After uploading so many calories, you may well feel like walking some of them off.
I would recommend a gentle stroll up the gradient of the common. At the top you will find the Rookery Café (open 9am to 5pm, seven days a week). They serve every shape of coffee that you can get in Italy and beyond. You will probably have to queue, due to the popularity of the place and the languid service that one associates with the serious barista. You can drink your coffee inside or out, and it is worth waiting for, well-balanced between freshness and chocolatey depth.
Behind the café is the Rookery itself, the jewel in the common’s crown.
Some of it is walled, all of it is well-tended and, sloping south as it does at the top of the hill that you have just climbed, it affords views across Croydon to the North Downs.
Towards the bottom of the Rookery, once the site of a spa where people would come to take the waters, is the White Garden, where all of the blooms, and even the benches, are the one colour.
Alongside this, and behind a wooden door in a brick wall, is the secret garden, these days occupied by the Streatham Common Community Gardeners, volunteers who sew and tend and reap vegetables and, at least while I was there, relax, drink tea and chat in the most convivial surroundings.

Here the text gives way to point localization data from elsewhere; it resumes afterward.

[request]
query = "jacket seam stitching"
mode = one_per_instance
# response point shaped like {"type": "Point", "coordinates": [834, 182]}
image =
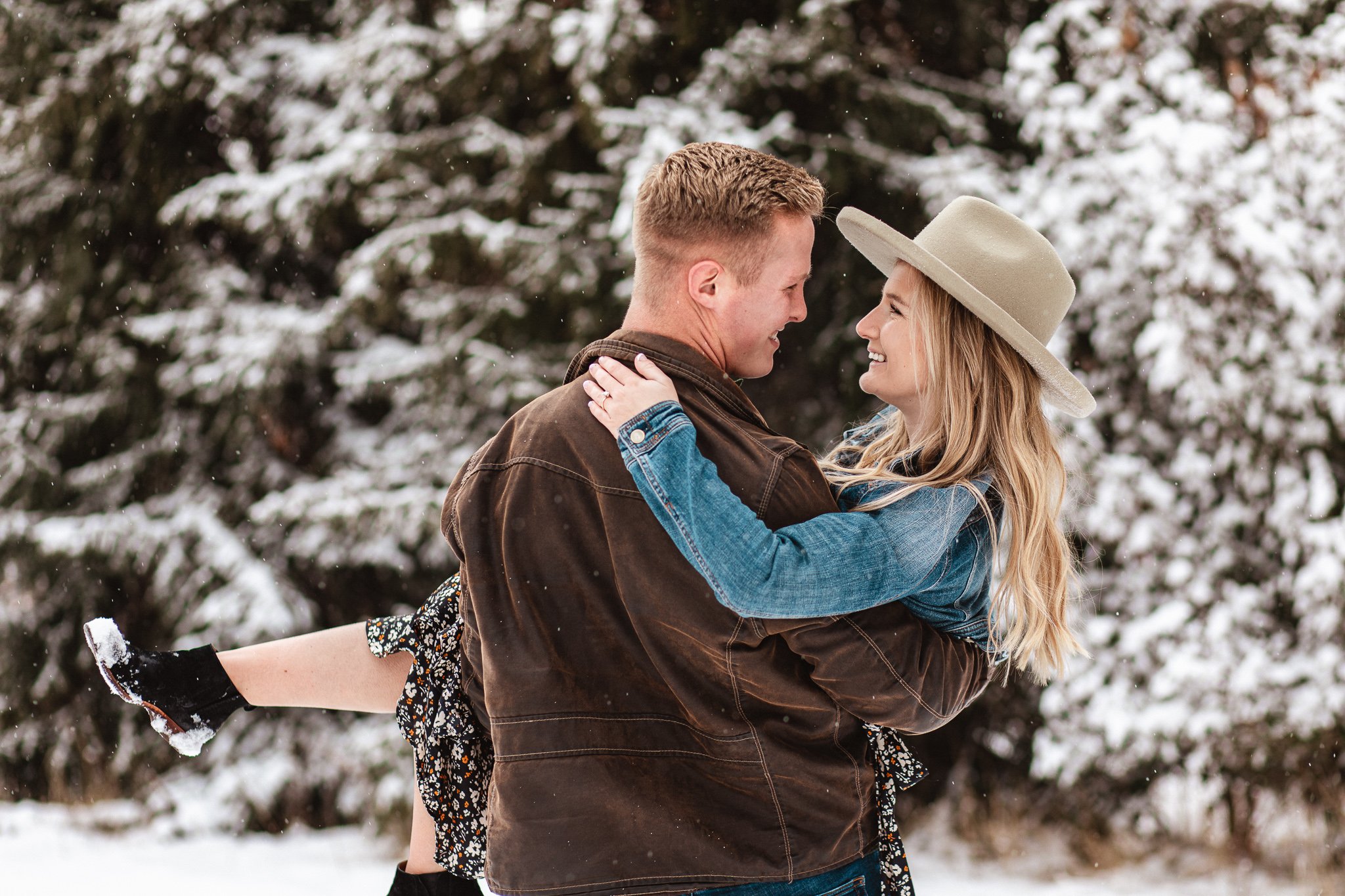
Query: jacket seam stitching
{"type": "Point", "coordinates": [810, 872]}
{"type": "Point", "coordinates": [858, 785]}
{"type": "Point", "coordinates": [893, 671]}
{"type": "Point", "coordinates": [618, 752]}
{"type": "Point", "coordinates": [562, 471]}
{"type": "Point", "coordinates": [768, 492]}
{"type": "Point", "coordinates": [619, 719]}
{"type": "Point", "coordinates": [766, 769]}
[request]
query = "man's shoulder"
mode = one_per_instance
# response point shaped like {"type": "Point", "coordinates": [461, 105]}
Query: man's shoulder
{"type": "Point", "coordinates": [553, 418]}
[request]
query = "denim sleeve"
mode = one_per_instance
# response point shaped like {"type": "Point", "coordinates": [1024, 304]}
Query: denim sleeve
{"type": "Point", "coordinates": [831, 565]}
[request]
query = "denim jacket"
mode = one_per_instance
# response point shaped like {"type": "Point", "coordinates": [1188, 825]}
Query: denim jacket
{"type": "Point", "coordinates": [930, 550]}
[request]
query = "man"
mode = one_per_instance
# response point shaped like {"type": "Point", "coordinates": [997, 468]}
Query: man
{"type": "Point", "coordinates": [648, 740]}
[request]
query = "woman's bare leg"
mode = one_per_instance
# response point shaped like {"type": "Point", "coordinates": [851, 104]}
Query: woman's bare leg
{"type": "Point", "coordinates": [330, 670]}
{"type": "Point", "coordinates": [422, 857]}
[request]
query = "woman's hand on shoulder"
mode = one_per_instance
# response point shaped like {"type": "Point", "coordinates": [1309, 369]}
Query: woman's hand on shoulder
{"type": "Point", "coordinates": [617, 393]}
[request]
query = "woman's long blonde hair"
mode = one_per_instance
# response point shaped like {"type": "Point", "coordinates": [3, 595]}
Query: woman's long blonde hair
{"type": "Point", "coordinates": [982, 413]}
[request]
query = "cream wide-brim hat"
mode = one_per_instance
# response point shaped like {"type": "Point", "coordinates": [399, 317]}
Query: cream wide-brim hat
{"type": "Point", "coordinates": [1001, 269]}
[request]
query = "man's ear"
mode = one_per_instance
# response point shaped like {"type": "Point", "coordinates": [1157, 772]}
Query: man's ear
{"type": "Point", "coordinates": [705, 282]}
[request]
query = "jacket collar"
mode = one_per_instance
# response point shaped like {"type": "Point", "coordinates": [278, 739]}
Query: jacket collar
{"type": "Point", "coordinates": [678, 360]}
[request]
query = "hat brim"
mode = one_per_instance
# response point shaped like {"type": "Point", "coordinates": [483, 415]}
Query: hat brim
{"type": "Point", "coordinates": [884, 247]}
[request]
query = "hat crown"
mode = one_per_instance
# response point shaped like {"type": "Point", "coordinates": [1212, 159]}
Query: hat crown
{"type": "Point", "coordinates": [1005, 258]}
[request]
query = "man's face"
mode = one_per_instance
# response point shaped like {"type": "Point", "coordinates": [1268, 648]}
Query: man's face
{"type": "Point", "coordinates": [751, 316]}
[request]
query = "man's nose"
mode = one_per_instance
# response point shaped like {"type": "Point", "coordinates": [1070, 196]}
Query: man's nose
{"type": "Point", "coordinates": [799, 309]}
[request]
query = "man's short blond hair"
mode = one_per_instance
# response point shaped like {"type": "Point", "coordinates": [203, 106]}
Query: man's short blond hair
{"type": "Point", "coordinates": [718, 200]}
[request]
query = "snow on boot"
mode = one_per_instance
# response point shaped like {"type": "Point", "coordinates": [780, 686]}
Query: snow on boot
{"type": "Point", "coordinates": [187, 694]}
{"type": "Point", "coordinates": [437, 884]}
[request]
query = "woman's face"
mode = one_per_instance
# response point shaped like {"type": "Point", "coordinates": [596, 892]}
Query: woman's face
{"type": "Point", "coordinates": [896, 345]}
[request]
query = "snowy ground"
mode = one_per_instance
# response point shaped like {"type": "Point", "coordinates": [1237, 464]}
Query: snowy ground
{"type": "Point", "coordinates": [51, 848]}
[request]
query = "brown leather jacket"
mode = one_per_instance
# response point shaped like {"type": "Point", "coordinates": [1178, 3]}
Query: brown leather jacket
{"type": "Point", "coordinates": [649, 740]}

The big wooden door only opens between 11am and 3pm on Sundays and on Wednesdays, but during these times they are happy to invite visitors to see their work. I found them to be a friendly, community-spirited bunch and they are looking for volunteers to join them. You could do worse. They let me take some hops in exchange for a small donation. They had cavolo nero, raspberries, apples and yellow courgettes for sale, as well as habanero peppers.
The gardeners pointed out the brewery, which abuts their garden. I walked around to the entrance, but it was closed. The Inkspot Brewery has a website, but it gives little away. Locals tell us that at weekends over the summer, the brewery has been open, selling its beers and offering barbeques for customers, who sit around in the yard on bales of straw.
You can buy their beers in local outlets, such as the two Art and Craft micropubs on Streatham High Road or the one here in Croydon, you can get St Reatham lager in Art & Craft on Surrey Street. I noticed a couple of their distinctive cans in the Rookery café, too. Streatham High Road has come a long way since 2002 when it was named “Worst High Street in Britain” by no less an authority than the Commission for Architecture and the Built Environment .
Just beyond the common, you stray on to Norwood Grove, more green space with views to the south and the west. You have managed to tip-toe back into Croydon, too.
At the centre of this is a manor house whose renovation, it turns out, was largely due to a philantropist who gloried in the wonderful name of Stenton Covington. I picture him as a stern Edwardian with a serious and voluminous moustache.
His name is commemorated beside a huge birdbath built to honour him. A name like Stenton Covington surely deserves to be remembered, perhaps by more than simply naming a nearby road – Covington Way – after him.
Part of the building is these days used as a pre-school. The very large stuffed toy tiger that I encountered looking out of a window (beside a polar bear playing an upright piano) reminded me of the Tony the Tiger rug in the window of Banksy’s Gross Domestic Product installation down the hill in central Croydon.
I walked back down to Streatham Station and felt the hops in a paper bag in my pocket. If I brew a beer with them, I thought, I could call it St Enton.